Once introduced it is easy to come up with rules for managing delete ranges; it is cheap enough to add them that we can do everything online. Call every tombstone a range delete, just of size 1 (i.e. a tombstone for key K is a tombstone for the range [K, K || '\0'), where || '\0' is appending a NUL to K.

We can also directly add range deletes, probably as a really fast prefix delete (rm --recursive, as performed on the client side in #2529) -- this can happen in constant time!

Note that support for partial commits (#2512) inevitable interacts with range deletions. Nothing impossible, rules will make sense, but we shall have to be aware of both of these solutions.

Range deletes are good for iteration

Object listings are a merge between iteration on committed HEAD and on staging (both with a O(log n) SeekGE operation). So whenever we see a tombstone we skip the committed past its its end.

This is still linear in # of uncommitted entries, but that was never really the point. We are now almost linear in output size. Specifically time is O(n + d log N) where n is the output size, N is the size of the entire commit, and d is the number of range deletions on staging. (We can make it O(n + d log n) if the SSTable library can use previous iterator hints correctly, but that probably barely matters...).

arielshaqed commented 2 years ago

Also relevant: #2466. But ranges are quite easy to support on a sorted-key KV: use either start or end of the range as a key, store the other inside the value, and because there is never any overlap between ranges or keys in the staging area, the application logic can do the rest.

ozkatz commented 2 years ago

@arielshaqed This is a great idea and I think deserves a proposal on its own right!

Just clarifying: this doesn't solve the issue (or at least not all occurrences of it), at least not without some client integration (i.e. if s3a still deletes partitions object-wise, or if the AWS SDKs do the same), It does, however, open the door to implementing those.

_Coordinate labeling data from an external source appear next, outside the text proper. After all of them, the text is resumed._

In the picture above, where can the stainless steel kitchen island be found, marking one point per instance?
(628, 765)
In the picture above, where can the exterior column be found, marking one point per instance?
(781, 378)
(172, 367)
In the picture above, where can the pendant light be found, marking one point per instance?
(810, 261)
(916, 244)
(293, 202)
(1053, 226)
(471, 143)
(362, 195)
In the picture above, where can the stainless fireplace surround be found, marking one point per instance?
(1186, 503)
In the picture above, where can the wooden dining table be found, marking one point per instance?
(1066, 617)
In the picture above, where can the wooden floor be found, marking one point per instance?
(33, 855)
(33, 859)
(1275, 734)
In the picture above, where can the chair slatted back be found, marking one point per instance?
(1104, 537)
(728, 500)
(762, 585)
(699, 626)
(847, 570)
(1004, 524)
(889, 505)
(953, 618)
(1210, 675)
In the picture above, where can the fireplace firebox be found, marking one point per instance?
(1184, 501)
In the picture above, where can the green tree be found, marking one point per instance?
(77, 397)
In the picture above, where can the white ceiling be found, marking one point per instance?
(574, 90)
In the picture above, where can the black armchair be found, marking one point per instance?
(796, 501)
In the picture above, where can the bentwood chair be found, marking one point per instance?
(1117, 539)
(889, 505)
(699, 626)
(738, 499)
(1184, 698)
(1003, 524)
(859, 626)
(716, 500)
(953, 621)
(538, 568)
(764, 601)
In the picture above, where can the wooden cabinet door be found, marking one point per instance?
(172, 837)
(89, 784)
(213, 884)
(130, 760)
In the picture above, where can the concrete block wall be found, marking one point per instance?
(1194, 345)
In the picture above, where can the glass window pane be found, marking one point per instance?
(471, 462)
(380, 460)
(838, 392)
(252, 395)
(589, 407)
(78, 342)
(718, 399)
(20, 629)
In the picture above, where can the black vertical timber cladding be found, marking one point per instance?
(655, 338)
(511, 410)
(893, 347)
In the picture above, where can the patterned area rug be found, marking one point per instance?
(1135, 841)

arielshaqed commented 2 years ago

@arielshaqed This is a great idea and I think deserves a proposal on its own right!

Given that the range deletes proposal is intended solely to resolve the problem of many tombstones, I think I like it here :-)

Just clarifying: this doesn't solve the issue (or at least not all occurrences of it), at least not without some client integration (i.e. if s3a still deletes partitions object-wise, or if the AWS SDKs do the same), It does, however, open the door to implementing those.

Not sure that this is true. This proposal does NOT add a "range delete" API. Instead it adds a new(-ish) datatype to store in the Graveler staging area. Specifically this on how to delete:

  • When adding an object at key K, check the previous staging element Sp. proceeds to explain how to extend any adjacent delete ranges.

So any S3 client that deletes all elements of a range (in any order) will end up generating the exact same range delete tombstone. (And as noted in the proposal, this is ~a stolen~ not a particularly novel idea.)

github-actions[bot] commented 11 months ago

This issue is now marked as stale after 90 days of inactivity, and will be closed soon. To keep it, mark it with the "no stale" label.

github-actions[bot] commented 11 months ago

Closing this issue because it has been stale for 7 days with no activity.

arielshaqed commented 11 months ago

Still linear, we just have better batching. This will become an issue, I would rather keep it open.

arielshaqed commented 9 months ago

One issue with the current kv implementation is that we have concurrent adds... and there is no easy to lock a region of the key space. If one thread merges 2 tombstones while another is adding an item between them, we lose. So tombstones can only be compacted on a sealed token. (No problem with concurrent commits, we just might have multiple tombstones for the same item during a compaction.) When do we seal and compact? Any time is good, but not too often. I would probably count the number of tombstones crafted adjacently to one another, or at all, and use that as a hint.